The following describes in detail a modulation method detection method provided by an embodiment of the present invention through two specific embodiments.

Embodiment 1: In this embodiment, it is assumed that in the LTE-A system, the system bandwidth is 10 MHz, and the serving cell is a layer 1 closed-loop transmission of Transmission Mode 4 (TM4). The occupied physical resource block (Physical Resource Block) BLock (PRB) is PRB0-PRB4; the interfering cell is also a layer 1 closed-loop transmission of TM4, and the occupied PRB is PRB0-PRB4. The receiver accurately completes the channel estimation of the serving cell and the interfering cell, and accurately completes the blind detection of parameters such as the existence of interference, transmission mode, codebook, and number of layers of interference on each PRB, and outputs it to the detection module. . In this embodiment, the detection module is a QRD-M detector as an example.

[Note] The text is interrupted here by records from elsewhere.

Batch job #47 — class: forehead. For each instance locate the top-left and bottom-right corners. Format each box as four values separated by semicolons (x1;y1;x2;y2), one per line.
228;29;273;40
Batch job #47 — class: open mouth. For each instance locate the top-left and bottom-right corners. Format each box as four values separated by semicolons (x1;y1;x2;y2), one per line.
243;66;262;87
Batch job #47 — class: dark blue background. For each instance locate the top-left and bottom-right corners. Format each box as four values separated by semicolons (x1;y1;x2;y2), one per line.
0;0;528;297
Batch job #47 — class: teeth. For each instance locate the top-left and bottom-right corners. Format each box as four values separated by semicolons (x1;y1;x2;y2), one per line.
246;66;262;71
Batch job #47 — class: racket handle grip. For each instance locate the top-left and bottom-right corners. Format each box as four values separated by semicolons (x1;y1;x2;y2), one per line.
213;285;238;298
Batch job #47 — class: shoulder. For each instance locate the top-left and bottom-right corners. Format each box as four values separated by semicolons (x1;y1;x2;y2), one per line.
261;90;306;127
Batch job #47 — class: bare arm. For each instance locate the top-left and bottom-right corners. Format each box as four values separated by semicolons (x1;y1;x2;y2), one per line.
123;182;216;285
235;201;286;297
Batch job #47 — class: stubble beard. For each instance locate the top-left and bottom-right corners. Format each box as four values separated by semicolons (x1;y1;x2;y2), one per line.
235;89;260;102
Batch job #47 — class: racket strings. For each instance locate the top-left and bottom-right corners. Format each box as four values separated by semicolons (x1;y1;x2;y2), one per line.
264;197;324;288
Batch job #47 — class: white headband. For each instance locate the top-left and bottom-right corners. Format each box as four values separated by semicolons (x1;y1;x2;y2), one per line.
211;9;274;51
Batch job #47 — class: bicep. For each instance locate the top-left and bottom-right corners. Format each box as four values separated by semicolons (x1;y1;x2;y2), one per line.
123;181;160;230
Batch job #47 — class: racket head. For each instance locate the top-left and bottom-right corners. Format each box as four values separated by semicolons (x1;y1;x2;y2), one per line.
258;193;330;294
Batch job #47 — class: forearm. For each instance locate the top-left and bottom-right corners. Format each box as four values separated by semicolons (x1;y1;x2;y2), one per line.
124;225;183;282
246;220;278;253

The QRD-M detector performs the following process: firstly performs a tree search of the serving cell 1 layer, and then based on the assumption of different modulation modes of the interfering cell { QPSK, 16QAM, 64QAM} to perform a tree-level search of the interfering cell and output the cumulative branch metric vector BM _{l , m} and the reserved branch X _{left , l , m} corresponding to each modulation scheme assumption on each RE; After completing the tree search under each modulation scheme hypothesis of all REs on 5 PRBs, sum the smallest cumulative branch metric values corresponding to all REs under each modulation scheme hypothesis to calculate the metric corresponding to each modulation scheme Value metric _m to find the smallest metric value To determine the corresponding modulation method; finally, based on the determined modulation method, with Calculate the soft bits and output.

This embodiment is also applicable to a case where the transmission mode and / or the number of layers of the serving cell are different from the transmission mode and / or the number of layers of the interfering cell. The specific process is similar, and no further examples are given here.

Embodiment 2: In this embodiment, it is assumed that in the LTE-A system, the system bandwidth is 10 MHz, the serving cell is TM3 open-loop layer 2 spatial multiplexing transmission, and the occupied PRB is PRB0-PRB4; the interfering cell is also TM3 open-loop. Layer 2 spatial multiplexing transmission, the PRB occupied is PRB0-PRB4. The receiver accurately completes the channel estimation of the serving cell and the interfering cell, and accurately completes the blind detection of parameters such as the presence of interference, transmission mode, and number of layers of interference on each PRB, and outputs it to the detection module. In this embodiment, the detection module is a QRD-M detector as an example. The QRD-M detector performs the following process: first performs a tree search at the serving cell layer 2, and then uses two different modulation methods based on the interfering cell. Assume {QPSK, 64QAM}, perform a tree search at layer 2 of the interfering cell, and output the cumulative branch metric vectors BM _{l , m} and reserved branches X _{left , l , m} corresponding to each RE under the assumption of two modulation modes; After completing the tree search under the assumptions of the two modulation modes of all REs on the five PRBs, the minimum cumulative branch metric values corresponding to all REs under the two modulation modes are summed to calculate the metric corresponding to the two modulation modes. Value metric _m to find smaller metric values To determine the corresponding modulation method; finally, based on the determined modulation method, with Calculate the soft bits and output.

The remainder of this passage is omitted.